Outside the New Jerusalem
Who Will Be There — and What Does Scripture Actually Say?
Introduction
Revelation 21 and 22 contain the Bible's most detailed and breathtaking description of the eternal state — the final destination of all creation after the last judgment. These chapters describe a new heaven and a new earth, and at the centre of that renewed creation stands the New Jerusalem: the holy city that descends from God out of heaven, the dwelling place of God with His redeemed people.
But Revelation 22:15 draws a sharp contrast. Inside the city are the blessed — those who have the right to the tree of life. And then comes a sobering list: "For without are dogs, and sorcerers, and whoremongers, and murderers, and idolaters, and whosoever loveth and maketh a lie."
Who exactly are these people "outside"? Are they a second category of humanity living somewhere else on the new earth? And if so, why is a whole new heaven and earth created if everyone ultimately lives inside the city? These are questions that careful Bible students have wrestled with, and the answers matter — not just for eschatology, but for understanding the full weight of the gospel itself.
This study works through Revelation 21–22 carefully, examining what Scripture says about the eternal state, who is inside the New Jerusalem, who is "without," and how to understand the remarkable picture of a renewed creation that God's Word paints for us.
Part 1 — The Eternal State: A New Heaven and a New Earth
Revelation 21 opens with one of the most important transitions in all of Scripture. The old order has passed. The great white throne judgment is complete (Revelation 20:11–15). And now John sees something entirely new:
"And I saw a new heaven and a new earth: for the first heaven and the first earth were passed away; and there was no more sea. And I John saw the holy city, new Jerusalem, coming down from God out of heaven, prepared as a bride adorned for her husband."
— Revelation 21:1–2
Two things are presented side by side in these opening verses: a renewed creation (the new heaven and new earth) and a specific city (the New Jerusalem) descending within it. This distinction is important. Scripture does not say that all of the new creation is the city, nor that the city is all of the new creation. They are related but distinct.
What Is the New Heaven and New Earth?
The concept of a renewed creation did not originate with John. Isaiah wrote of it centuries earlier:
"For, behold, I create new heavens and a new earth: and the former shall not be remembered, nor come into mind."
— Isaiah 65:17
Peter confirms its coming in his second letter:
"Nevertheless we, according to his promise, look for new heavens and a new earth, wherein dwelleth righteousness."
— 2 Peter 3:13
And Paul, in Romans, describes the whole creation groaning under the curse of sin and awaiting its liberation:
"Because the creature itself also shall be delivered from the bondage of corruption into the glorious liberty of the children of God."
— Romans 8:21
God's plan was never to simply save souls out of a ruined world and abandon His creation.
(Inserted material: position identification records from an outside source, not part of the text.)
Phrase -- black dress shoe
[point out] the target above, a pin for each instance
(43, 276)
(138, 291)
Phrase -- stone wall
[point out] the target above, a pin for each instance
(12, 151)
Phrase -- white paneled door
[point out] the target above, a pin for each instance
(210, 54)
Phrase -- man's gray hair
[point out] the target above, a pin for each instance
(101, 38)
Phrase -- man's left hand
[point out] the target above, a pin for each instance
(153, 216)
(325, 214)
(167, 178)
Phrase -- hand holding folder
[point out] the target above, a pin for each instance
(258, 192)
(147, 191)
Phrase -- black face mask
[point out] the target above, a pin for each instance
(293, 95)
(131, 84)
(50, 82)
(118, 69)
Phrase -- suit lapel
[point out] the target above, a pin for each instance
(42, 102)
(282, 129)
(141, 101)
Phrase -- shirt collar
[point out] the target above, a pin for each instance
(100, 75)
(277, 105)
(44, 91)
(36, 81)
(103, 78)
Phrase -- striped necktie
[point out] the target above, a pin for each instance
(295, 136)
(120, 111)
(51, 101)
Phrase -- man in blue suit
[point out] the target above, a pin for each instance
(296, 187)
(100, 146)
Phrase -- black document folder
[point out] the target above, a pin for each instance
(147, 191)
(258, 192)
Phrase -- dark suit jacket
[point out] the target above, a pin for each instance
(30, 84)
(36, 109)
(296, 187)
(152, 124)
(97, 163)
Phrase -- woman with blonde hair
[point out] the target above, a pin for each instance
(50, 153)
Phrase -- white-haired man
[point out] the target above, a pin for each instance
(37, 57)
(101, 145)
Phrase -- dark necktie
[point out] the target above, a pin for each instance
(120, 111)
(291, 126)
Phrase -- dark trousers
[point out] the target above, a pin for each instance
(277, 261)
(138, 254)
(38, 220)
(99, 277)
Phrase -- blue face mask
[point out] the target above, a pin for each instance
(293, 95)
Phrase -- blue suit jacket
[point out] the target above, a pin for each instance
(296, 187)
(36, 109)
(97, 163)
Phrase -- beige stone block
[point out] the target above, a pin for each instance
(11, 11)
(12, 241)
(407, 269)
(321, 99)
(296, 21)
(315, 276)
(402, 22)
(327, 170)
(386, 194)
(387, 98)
From the beginning, He intended to renew it. Sin and the curse defiled the first creation; the new creation is God's answer — a restored and glorified universe, purged of every trace of sin, death, and corruption, fit for His redeemed people to inhabit forever.
What Is the New Jerusalem?
The New Jerusalem is described in extraordinary detail across Revelation 21 and into 22. It is a city of staggering scale and beauty — twelve thousand furlongs on each side (roughly 1,400 miles), built with jasper, pure gold, and twelve kinds of precious stones. More importantly than its physical description, it is the seat of God's presence:
"And I heard a great voice out of heaven saying, Behold, the tabernacle of God is with men, and he will dwell with them, and they shall be his people, and God himself shall be with them, and be their God."
— Revelation 21:3
The city is not merely a beautiful place to live — it is where God dwells in His fullness with His people. It is the fulfilment of everything the tabernacle in the wilderness, the temple in Jerusalem, and the person of Jesus Christ ("Emmanuel — God with us," Matthew 1:23) were pointing toward. In the New Jerusalem, God's presence is no longer mediated by institutions, priesthoods, or even the incarnation — He is simply, finally, with His people.
Who Lives Inside?
Scripture is absolutely clear that only the redeemed will enter the New Jerusalem. The qualification is stated without any ambiguity:
"And there shall in no wise enter into it any thing that defileth, neither whatsoever worketh abomination, or maketh a lie: but they which are written in the Lamb's book of life."
— Revelation 21:27
The phrase "in no wise" translates the Greek ou mē — the strongest possible form of negation in the Greek language. There is no loophole, no exception, no second category. Inside the city: only those whose names are written in the Lamb's book of life. The redeemed and only the redeemed.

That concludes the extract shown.